It is hard to imagine a time in recent history when the federal government has more abjectly failed in its duty to protect our common wealth. The Hurricane Katrina catastrophe may be the most massive and visible failure, but today, as reported by The New York Times in its lead story, the Interior Department was acting as a virtual co-conspirator with the natural gas industry in helping it defraud the public. The Bush administration failed to collect at least $700 million in royalties for natural gas extracted from publicly owned lands and coastal waters; the actual level of under-collected royalties could be much higher.

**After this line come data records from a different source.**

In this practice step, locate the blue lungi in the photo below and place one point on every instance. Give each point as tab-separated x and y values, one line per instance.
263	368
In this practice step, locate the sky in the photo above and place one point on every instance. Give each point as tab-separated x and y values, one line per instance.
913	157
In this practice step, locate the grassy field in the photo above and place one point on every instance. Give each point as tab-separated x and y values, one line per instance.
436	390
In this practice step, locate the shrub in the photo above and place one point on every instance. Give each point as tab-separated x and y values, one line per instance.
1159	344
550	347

Royalties paid to the government are usually between 12 and 16 percent of the sales price. But dozens of companies grossly under-stated those prices over the past five years even as actual sales prices soared. Prices for natural gas nearly doubled between 2001 and 2005, but the royalties paid to the government were actually a little bit lower in 2005 than 2001.

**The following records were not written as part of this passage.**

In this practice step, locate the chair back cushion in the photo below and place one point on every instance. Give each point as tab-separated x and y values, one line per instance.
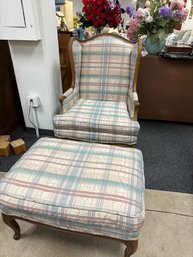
105	68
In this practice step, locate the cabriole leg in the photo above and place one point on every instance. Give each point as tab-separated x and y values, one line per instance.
11	222
131	247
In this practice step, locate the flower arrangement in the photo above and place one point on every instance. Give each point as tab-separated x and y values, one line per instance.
157	19
99	13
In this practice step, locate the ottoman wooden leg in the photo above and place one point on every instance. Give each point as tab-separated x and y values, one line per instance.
12	223
131	247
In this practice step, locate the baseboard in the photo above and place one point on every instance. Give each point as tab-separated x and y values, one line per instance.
42	132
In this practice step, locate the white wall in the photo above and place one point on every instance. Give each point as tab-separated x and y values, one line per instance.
37	67
188	24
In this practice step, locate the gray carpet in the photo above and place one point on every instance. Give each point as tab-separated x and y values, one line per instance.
168	155
167	149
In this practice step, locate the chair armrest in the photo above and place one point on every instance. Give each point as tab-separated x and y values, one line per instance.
68	99
133	104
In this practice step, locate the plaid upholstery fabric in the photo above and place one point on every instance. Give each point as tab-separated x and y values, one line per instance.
105	69
97	121
70	101
78	186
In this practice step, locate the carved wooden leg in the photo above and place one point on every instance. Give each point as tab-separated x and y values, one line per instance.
131	247
11	222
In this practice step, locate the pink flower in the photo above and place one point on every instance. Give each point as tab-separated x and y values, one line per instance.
133	27
177	5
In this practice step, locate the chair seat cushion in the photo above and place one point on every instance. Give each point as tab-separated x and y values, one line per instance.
78	186
93	120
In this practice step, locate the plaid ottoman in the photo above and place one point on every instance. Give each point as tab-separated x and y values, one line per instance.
83	187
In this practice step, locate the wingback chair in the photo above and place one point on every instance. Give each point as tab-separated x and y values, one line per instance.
102	104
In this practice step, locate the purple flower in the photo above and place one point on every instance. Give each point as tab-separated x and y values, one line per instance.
181	15
130	10
165	11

What makes this scandal so contemptible is that the Bush administration took deliberate steps that made it far more likely that any accounting fraud would go undetected. In GOP circles, this is apparently known as being “pro-business.” Despite a similar scandal between 1998 and 2001 involving under-reporting of sales prices for oil, the Interior Department’s Mineral Management Service not only did not tighten the reporting rules for natural gas sales on public lands, it expanded the accounting loopholes so that values could be more easily under-stated. It also scaled back on full audits and fired two of its most aggressive auditors even though the Department’s own inspector general had criticized it for the audits that it did pursue.
Two other factors helped disguise the fraudulent reporting of natural gas sales prices: byzantine rules for calculating the royalties (which expanded the opportunities for fraud) and a cloak of secrecy over the entire system.

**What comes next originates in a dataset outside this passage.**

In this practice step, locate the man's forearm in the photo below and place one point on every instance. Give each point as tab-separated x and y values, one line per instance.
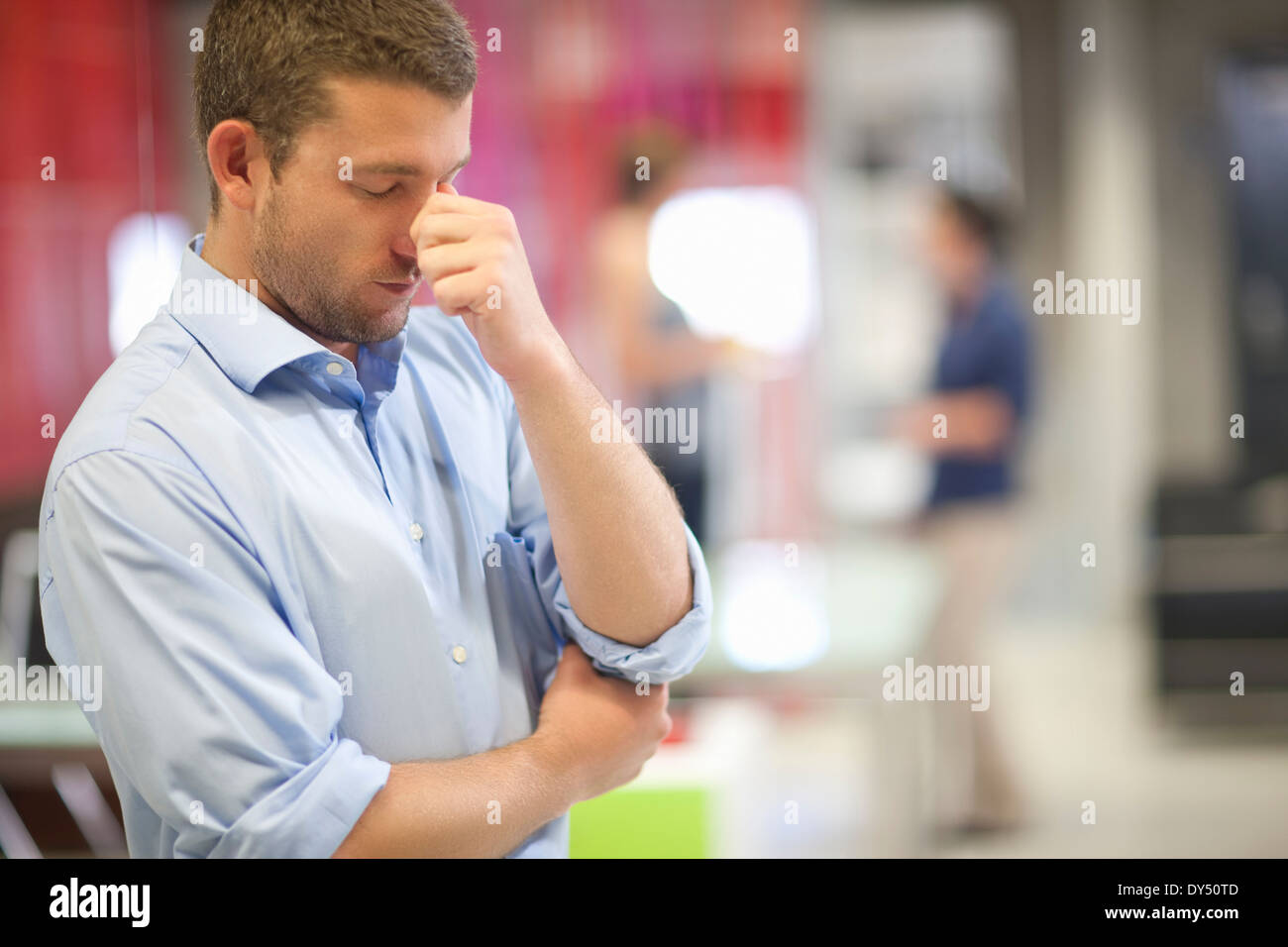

The American people owe a big thanks to the Project on Government Oversight, a tenacious watchdog group that has long monitored oil and natural gas royalties, and the Times, for its own three-month investigation. The key to discovering the fraud, it seems, was the disparity in sales prices reported to the Securities and Exchange Commission and the prices reported to the Interior Department. Years ago, a Nader report dubbed such duplicity “crosstown hypocrisy,” when it found that corporate filings with the SEC didn’t jibe with numbers reported to the EPA.
Don’t expect any apologies from any of the miscreants. They’ve become too brazen and smug in their ability to pull off such scams and then know they can escape accountability. For a president who sermonizes about responsibility, we too often get smirks and evasion, if not another round of fraud. In this case, after bringing the cooked statistics to the attention of the Mineral Management Service, the Service supplied a new set of natural gas numbers to the Times, claiming it needed to make legitimate statistical adjustments. It turns out that the new statistics were contradicted by data compiled by the Energy Information Administration. The explanation, supplied two days later: the statisticians had incorrectly shifted 800 cubic billion feet of gas sales from 2004 and 2001, when they should have shifted about 8 million cubic feet.
Incompetence? Deceit? Too much complexity? None of the credible explanations are reassuring. But if any business were run this way, its managers would have been thrown out a long time ago.